Robert Hedin war auch aufgrund seiner unaufgeregten, nahbaren Art bei den Fans sehr beliebt. Doch GWD Minden veränderte sich. Die Verantwortlichen stellten ein Kader zusammen, in dem internationale Stars wie Welthandballer Stéphane Stoecklin standen, der teuer war und den Verein an den Rand des Ruins brachte. Nachdem Jürgen Riechmann und Horst Bredemeier begonnen hatten den Karren aus dem Dreck zu ziehen und den Kader radikal umzubauen, endete 1998 auch Robert Hedins Zeit an der Weser. In der Saison 2002/03 kehrte er als Spieletrainer des TuS N noch einmal in den Mühlenkreis zurück. Danach konzentrierte er sich ganz auf das Trainerfach. Unter anderem war er bei der MT Melsungen tätig, auch als Nationaltrainer Norwegens. Als solcher wurde er von den GWD-Verantwortlichen übrigens zu seiner Meinung zu Christopher Rambo gefragt: er riet zu einer Verpflichtung.

Im Jahr 2018 entdeckte seine Frau eine Stellenausschreibung, in der die USA einen Nationaltrainer suchte. „Sie sagte: Das klingt irgendwie lustig, das ist doch was für dich“, blickt er zurück.
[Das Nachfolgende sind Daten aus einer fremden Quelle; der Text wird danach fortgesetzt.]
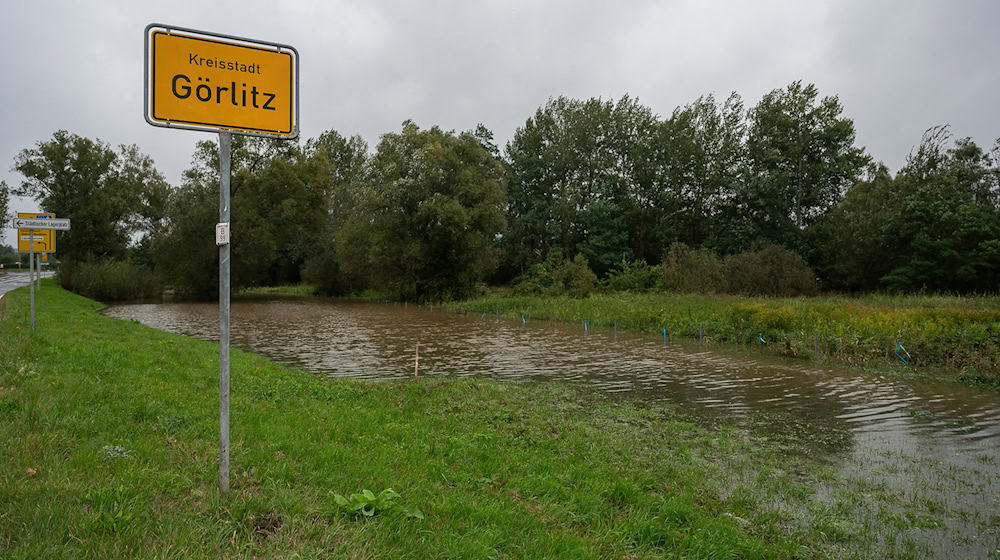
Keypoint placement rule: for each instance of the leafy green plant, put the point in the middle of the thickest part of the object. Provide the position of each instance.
(368, 504)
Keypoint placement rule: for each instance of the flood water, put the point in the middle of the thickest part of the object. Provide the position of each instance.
(940, 442)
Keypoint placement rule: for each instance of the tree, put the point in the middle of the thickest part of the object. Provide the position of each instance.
(802, 159)
(280, 202)
(849, 249)
(109, 195)
(348, 158)
(427, 216)
(570, 156)
(700, 163)
(946, 231)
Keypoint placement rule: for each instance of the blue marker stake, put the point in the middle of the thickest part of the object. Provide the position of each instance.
(899, 346)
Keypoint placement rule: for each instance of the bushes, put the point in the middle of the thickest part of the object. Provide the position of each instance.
(109, 280)
(769, 271)
(692, 271)
(558, 276)
(633, 276)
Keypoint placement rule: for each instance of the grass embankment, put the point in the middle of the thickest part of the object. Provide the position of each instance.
(288, 290)
(954, 337)
(110, 441)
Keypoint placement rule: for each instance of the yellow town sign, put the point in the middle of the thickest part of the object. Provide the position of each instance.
(204, 81)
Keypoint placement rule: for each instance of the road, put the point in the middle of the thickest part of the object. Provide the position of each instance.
(16, 280)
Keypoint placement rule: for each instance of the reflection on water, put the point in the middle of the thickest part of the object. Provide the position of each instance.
(938, 426)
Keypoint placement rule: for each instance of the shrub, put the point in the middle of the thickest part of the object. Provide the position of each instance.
(633, 276)
(688, 270)
(109, 280)
(769, 271)
(558, 276)
(323, 272)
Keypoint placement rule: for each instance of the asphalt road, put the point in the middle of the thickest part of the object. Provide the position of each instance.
(16, 280)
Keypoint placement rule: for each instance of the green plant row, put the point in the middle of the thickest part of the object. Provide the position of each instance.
(960, 336)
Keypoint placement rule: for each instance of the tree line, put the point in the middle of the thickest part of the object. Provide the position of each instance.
(585, 192)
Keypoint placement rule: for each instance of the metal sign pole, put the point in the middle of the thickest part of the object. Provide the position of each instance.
(225, 150)
(31, 278)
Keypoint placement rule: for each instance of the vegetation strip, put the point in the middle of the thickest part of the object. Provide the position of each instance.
(951, 338)
(111, 438)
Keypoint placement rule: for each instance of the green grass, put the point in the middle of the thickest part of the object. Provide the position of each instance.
(110, 440)
(947, 337)
(290, 290)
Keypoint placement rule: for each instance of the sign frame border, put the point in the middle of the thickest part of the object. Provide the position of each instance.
(31, 243)
(252, 43)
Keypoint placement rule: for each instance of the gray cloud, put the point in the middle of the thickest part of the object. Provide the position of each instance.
(898, 67)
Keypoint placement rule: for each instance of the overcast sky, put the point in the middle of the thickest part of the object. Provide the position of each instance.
(898, 67)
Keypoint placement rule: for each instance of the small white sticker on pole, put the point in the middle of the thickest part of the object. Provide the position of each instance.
(222, 233)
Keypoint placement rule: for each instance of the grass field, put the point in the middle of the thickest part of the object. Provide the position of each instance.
(946, 337)
(110, 438)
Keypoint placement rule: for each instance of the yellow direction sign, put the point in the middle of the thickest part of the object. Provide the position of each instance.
(206, 81)
(45, 239)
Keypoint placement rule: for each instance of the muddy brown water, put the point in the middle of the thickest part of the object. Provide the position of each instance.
(936, 444)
Unter 70 Bewerbern wurde er ausgewählt, mit dem Ziel, die USA zu den Panamerikanischen Spielen zu führen.

Im Rahmen dieser Vorbereitung kam Robert Hedin mit den US-Boys im August 2018 nach Dankersen, um im Vorfeld des Sportmenüs ein Testspiel gegen das von Moritz Schäpsmeier trainierte GWD Minden II zu bestreiten. Die Amerikaner waren völlig überfordert und wurden vom Drittligisten mit 19:41 demontiert. Zwischenstände von 20:5 und 34:8 zeigen, dass das Ergebnis noch ziemlich geschmeichelt war. „Athletisch sind die Jungs teilweise unglaublich gut, taktisch können sie aber null.“, schilderte Hedin damals.

Was er in den viereinhalb Jahren danach geleistet hat, ist schier unglaublich. Die Amerikaner qualifizierten sich für die WM im Januar in Polen und Schweden. Am 13. Januar in Jönköping gelang den USA mit einem 28:27 gegen Marokko der erste WM-Sieg überhaupt. Dabei kassierte Hedin wegen Benutzung des Auszeit-Buzzers bei Marokkos Ballbesitz in der hektischen Schlussphase allerdings die Blau Karte. Dennoch: Der Einzug in die Hauptrunde war geschafft, in der es mit einem 24:22 gegen Belgien einen weiteren Erfolg gab.